The law also tasked a “supercommittee” with finding ways to reduce the deficit by an additional $1.2 trillion over 10 years. If the committee failed — which it did — then automatic cuts totaling $1.2 trillion also would be ordered in “security” and “nonsecurity” spending. This process is known as “sequestration.”

Rep. Paul Ryan (R-Wis.), now Romney’s running mate, was one of the many Republicans who voted for the agreement. In fact, he was one of its biggest cheerleaders.

“The Budget Control Act represents a victory for those committed to controlling government spending and growing our economy,” he said in a statement issued after the measure passed.

Romney, for his part, blasted the deal as soon as it was made, saying it “opens the door to higher taxes and puts defense cuts on the table.” Romney has also since said that Republican leaders made a mistake in agreeing to this deal.

So why blame Obama for the defense cuts? The Romney campaign points to passages in Bob Woodward’s new book, “The Price of Politics,” and Glenn Thrush’s e-book, “Obama’s Last Stand,” as showing that Obama was the first to come up with the idea of putting defense cuts on the table. The accounts show that Obama wanted to have leverage to force the Republicans to accept tax hikes for the wealthy.

In other words, it was part of a negotiation. The two sides were haggling over an enforcement trigger that would cause pain on both sides. As The Washington Post previously reported, the Obama administration originally wanted the trigger to hinge on repeal of Bush tax cuts on the wealthy. Republicans responded by saying the trigger should be balanced by repeal of the individual mandate in Obama’s health-care law.

Ultimately, that was too much for both sides, so they settled on security spending (pain for Republicans) balanced by nonsecurity spending (pain for Democrats). The inside accounts of sausage-making are interesting, but not surprising. Ultimately, the final deal was good enough for top Republicans, including Romney’s running mate.

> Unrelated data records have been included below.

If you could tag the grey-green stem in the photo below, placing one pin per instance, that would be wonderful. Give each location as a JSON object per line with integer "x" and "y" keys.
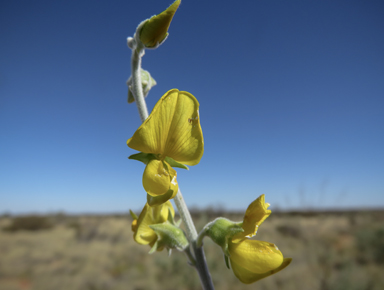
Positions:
{"x": 137, "y": 91}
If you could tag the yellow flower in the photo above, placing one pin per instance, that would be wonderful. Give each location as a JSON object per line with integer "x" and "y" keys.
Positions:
{"x": 253, "y": 260}
{"x": 172, "y": 136}
{"x": 150, "y": 215}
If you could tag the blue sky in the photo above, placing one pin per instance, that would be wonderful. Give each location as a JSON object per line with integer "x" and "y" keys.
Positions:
{"x": 291, "y": 102}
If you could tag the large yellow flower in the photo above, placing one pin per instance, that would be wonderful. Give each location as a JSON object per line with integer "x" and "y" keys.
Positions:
{"x": 150, "y": 215}
{"x": 252, "y": 260}
{"x": 171, "y": 136}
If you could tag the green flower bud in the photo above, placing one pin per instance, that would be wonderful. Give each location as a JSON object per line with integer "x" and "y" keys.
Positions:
{"x": 221, "y": 231}
{"x": 147, "y": 82}
{"x": 169, "y": 236}
{"x": 155, "y": 30}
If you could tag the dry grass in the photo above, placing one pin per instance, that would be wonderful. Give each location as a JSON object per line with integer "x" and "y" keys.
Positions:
{"x": 330, "y": 251}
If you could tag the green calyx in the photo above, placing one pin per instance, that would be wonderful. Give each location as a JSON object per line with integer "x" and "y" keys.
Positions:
{"x": 221, "y": 230}
{"x": 147, "y": 82}
{"x": 169, "y": 236}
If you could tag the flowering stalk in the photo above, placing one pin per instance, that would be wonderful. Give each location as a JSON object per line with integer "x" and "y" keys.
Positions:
{"x": 135, "y": 87}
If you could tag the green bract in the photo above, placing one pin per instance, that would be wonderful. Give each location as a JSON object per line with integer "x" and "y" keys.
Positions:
{"x": 251, "y": 260}
{"x": 155, "y": 30}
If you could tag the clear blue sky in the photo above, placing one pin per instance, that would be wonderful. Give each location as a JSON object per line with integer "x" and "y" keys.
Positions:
{"x": 291, "y": 101}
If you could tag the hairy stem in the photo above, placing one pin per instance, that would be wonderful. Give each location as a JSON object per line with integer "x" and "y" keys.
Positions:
{"x": 200, "y": 261}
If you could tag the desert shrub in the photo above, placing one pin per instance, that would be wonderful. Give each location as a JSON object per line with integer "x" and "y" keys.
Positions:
{"x": 29, "y": 223}
{"x": 370, "y": 245}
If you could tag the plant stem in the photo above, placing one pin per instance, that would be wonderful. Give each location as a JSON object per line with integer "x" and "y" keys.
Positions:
{"x": 136, "y": 87}
{"x": 137, "y": 91}
{"x": 201, "y": 263}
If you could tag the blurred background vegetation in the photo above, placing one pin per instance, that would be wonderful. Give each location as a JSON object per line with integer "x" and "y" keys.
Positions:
{"x": 330, "y": 250}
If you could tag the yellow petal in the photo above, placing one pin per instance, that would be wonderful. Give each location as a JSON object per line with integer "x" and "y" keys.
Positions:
{"x": 144, "y": 234}
{"x": 173, "y": 129}
{"x": 255, "y": 256}
{"x": 254, "y": 216}
{"x": 249, "y": 277}
{"x": 159, "y": 178}
{"x": 151, "y": 215}
{"x": 134, "y": 225}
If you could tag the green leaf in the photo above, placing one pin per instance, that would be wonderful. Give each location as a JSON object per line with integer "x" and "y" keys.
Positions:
{"x": 155, "y": 30}
{"x": 133, "y": 215}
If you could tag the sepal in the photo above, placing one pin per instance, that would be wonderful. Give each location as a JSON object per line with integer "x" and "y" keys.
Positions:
{"x": 169, "y": 236}
{"x": 147, "y": 82}
{"x": 221, "y": 231}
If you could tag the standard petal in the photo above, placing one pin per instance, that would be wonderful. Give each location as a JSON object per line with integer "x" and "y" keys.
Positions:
{"x": 159, "y": 178}
{"x": 255, "y": 214}
{"x": 173, "y": 129}
{"x": 249, "y": 277}
{"x": 185, "y": 141}
{"x": 256, "y": 256}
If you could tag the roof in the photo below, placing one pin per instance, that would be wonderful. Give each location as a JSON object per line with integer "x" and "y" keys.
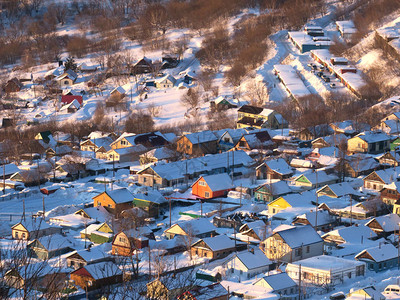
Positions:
{"x": 380, "y": 253}
{"x": 279, "y": 281}
{"x": 300, "y": 236}
{"x": 102, "y": 270}
{"x": 253, "y": 259}
{"x": 217, "y": 243}
{"x": 280, "y": 166}
{"x": 218, "y": 182}
{"x": 388, "y": 222}
{"x": 121, "y": 195}
{"x": 327, "y": 263}
{"x": 201, "y": 137}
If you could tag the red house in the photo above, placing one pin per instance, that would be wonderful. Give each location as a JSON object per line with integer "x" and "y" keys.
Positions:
{"x": 212, "y": 186}
{"x": 67, "y": 99}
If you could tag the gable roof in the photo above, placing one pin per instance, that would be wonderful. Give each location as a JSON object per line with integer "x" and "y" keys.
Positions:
{"x": 218, "y": 182}
{"x": 300, "y": 236}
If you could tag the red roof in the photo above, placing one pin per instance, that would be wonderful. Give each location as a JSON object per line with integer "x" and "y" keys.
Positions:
{"x": 67, "y": 99}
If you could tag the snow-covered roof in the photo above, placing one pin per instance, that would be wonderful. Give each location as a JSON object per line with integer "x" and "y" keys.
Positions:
{"x": 121, "y": 195}
{"x": 103, "y": 270}
{"x": 300, "y": 236}
{"x": 217, "y": 243}
{"x": 201, "y": 137}
{"x": 389, "y": 222}
{"x": 280, "y": 166}
{"x": 278, "y": 281}
{"x": 381, "y": 252}
{"x": 327, "y": 263}
{"x": 253, "y": 259}
{"x": 219, "y": 182}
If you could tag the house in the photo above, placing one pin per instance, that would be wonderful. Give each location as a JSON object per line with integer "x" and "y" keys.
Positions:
{"x": 271, "y": 191}
{"x": 198, "y": 143}
{"x": 248, "y": 263}
{"x": 152, "y": 202}
{"x": 115, "y": 201}
{"x": 357, "y": 165}
{"x": 321, "y": 220}
{"x": 390, "y": 193}
{"x": 97, "y": 275}
{"x": 199, "y": 228}
{"x": 315, "y": 179}
{"x": 365, "y": 293}
{"x": 67, "y": 79}
{"x": 338, "y": 190}
{"x": 12, "y": 86}
{"x": 165, "y": 82}
{"x": 279, "y": 283}
{"x": 325, "y": 270}
{"x": 258, "y": 117}
{"x": 31, "y": 229}
{"x": 213, "y": 247}
{"x": 97, "y": 233}
{"x": 379, "y": 258}
{"x": 378, "y": 179}
{"x": 274, "y": 169}
{"x": 258, "y": 139}
{"x": 384, "y": 225}
{"x": 212, "y": 186}
{"x": 91, "y": 255}
{"x": 67, "y": 99}
{"x": 180, "y": 172}
{"x": 143, "y": 66}
{"x": 210, "y": 292}
{"x": 126, "y": 241}
{"x": 369, "y": 142}
{"x": 293, "y": 244}
{"x": 49, "y": 246}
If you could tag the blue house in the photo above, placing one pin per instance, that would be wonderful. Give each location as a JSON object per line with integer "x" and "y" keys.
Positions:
{"x": 379, "y": 258}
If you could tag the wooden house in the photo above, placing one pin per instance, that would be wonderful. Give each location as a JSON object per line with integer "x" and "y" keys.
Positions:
{"x": 384, "y": 225}
{"x": 33, "y": 229}
{"x": 91, "y": 255}
{"x": 95, "y": 276}
{"x": 126, "y": 241}
{"x": 67, "y": 79}
{"x": 215, "y": 247}
{"x": 199, "y": 228}
{"x": 210, "y": 292}
{"x": 379, "y": 258}
{"x": 114, "y": 201}
{"x": 369, "y": 142}
{"x": 143, "y": 66}
{"x": 165, "y": 82}
{"x": 293, "y": 244}
{"x": 97, "y": 233}
{"x": 258, "y": 117}
{"x": 198, "y": 143}
{"x": 212, "y": 186}
{"x": 274, "y": 169}
{"x": 49, "y": 246}
{"x": 279, "y": 283}
{"x": 12, "y": 86}
{"x": 248, "y": 263}
{"x": 271, "y": 191}
{"x": 390, "y": 193}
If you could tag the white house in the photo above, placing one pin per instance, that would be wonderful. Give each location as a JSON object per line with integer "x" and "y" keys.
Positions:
{"x": 249, "y": 263}
{"x": 325, "y": 270}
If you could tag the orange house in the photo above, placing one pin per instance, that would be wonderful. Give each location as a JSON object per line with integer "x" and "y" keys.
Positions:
{"x": 212, "y": 186}
{"x": 114, "y": 201}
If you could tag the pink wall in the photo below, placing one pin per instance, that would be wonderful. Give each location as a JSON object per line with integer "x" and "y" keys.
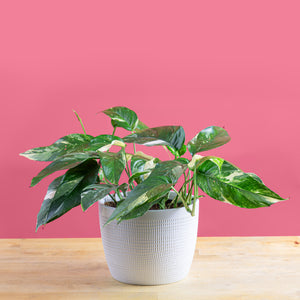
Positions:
{"x": 197, "y": 63}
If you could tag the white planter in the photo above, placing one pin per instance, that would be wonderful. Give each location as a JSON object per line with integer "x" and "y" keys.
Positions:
{"x": 156, "y": 248}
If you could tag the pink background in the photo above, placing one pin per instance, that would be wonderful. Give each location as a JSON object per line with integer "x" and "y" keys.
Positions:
{"x": 194, "y": 63}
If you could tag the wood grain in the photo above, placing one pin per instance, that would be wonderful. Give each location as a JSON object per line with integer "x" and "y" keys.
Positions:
{"x": 244, "y": 268}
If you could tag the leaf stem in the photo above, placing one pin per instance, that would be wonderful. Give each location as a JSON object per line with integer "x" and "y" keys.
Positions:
{"x": 195, "y": 193}
{"x": 181, "y": 198}
{"x": 79, "y": 119}
{"x": 115, "y": 201}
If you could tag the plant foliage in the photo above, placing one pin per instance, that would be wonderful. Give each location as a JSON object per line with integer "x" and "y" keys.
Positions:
{"x": 93, "y": 171}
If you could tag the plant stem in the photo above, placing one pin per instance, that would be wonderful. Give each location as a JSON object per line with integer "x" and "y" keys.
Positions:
{"x": 79, "y": 119}
{"x": 134, "y": 148}
{"x": 195, "y": 193}
{"x": 183, "y": 201}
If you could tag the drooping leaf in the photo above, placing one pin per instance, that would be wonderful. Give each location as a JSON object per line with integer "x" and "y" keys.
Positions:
{"x": 113, "y": 164}
{"x": 207, "y": 139}
{"x": 64, "y": 192}
{"x": 95, "y": 192}
{"x": 142, "y": 209}
{"x": 155, "y": 186}
{"x": 179, "y": 152}
{"x": 123, "y": 187}
{"x": 172, "y": 136}
{"x": 225, "y": 182}
{"x": 101, "y": 141}
{"x": 122, "y": 117}
{"x": 182, "y": 160}
{"x": 68, "y": 144}
{"x": 254, "y": 176}
{"x": 67, "y": 161}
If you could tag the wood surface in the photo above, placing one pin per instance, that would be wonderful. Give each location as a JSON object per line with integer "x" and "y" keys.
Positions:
{"x": 264, "y": 268}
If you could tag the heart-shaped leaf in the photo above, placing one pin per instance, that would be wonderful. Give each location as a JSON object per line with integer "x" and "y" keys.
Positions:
{"x": 68, "y": 144}
{"x": 113, "y": 164}
{"x": 225, "y": 182}
{"x": 155, "y": 186}
{"x": 64, "y": 192}
{"x": 142, "y": 164}
{"x": 207, "y": 139}
{"x": 122, "y": 117}
{"x": 95, "y": 192}
{"x": 64, "y": 162}
{"x": 172, "y": 136}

Since then, both sides have played political games over the defense cuts.
Earlier this year, Ryan crafted a bill that would have halted the automatic cuts in defense spending for one year while cutting in other areas. It passed the House in May on a party-line vote, with not a single Democrat voting for it. The Democratic-controlled Senate did not accept the bill — and has not done much else, either, to deal with the problem. Democrats have proposed ending Bush-era tax cuts for the wealthy as a way to meet the deficit targets in the Budget Control Act, though no vote has ever been taken on a sequestration replacement plan.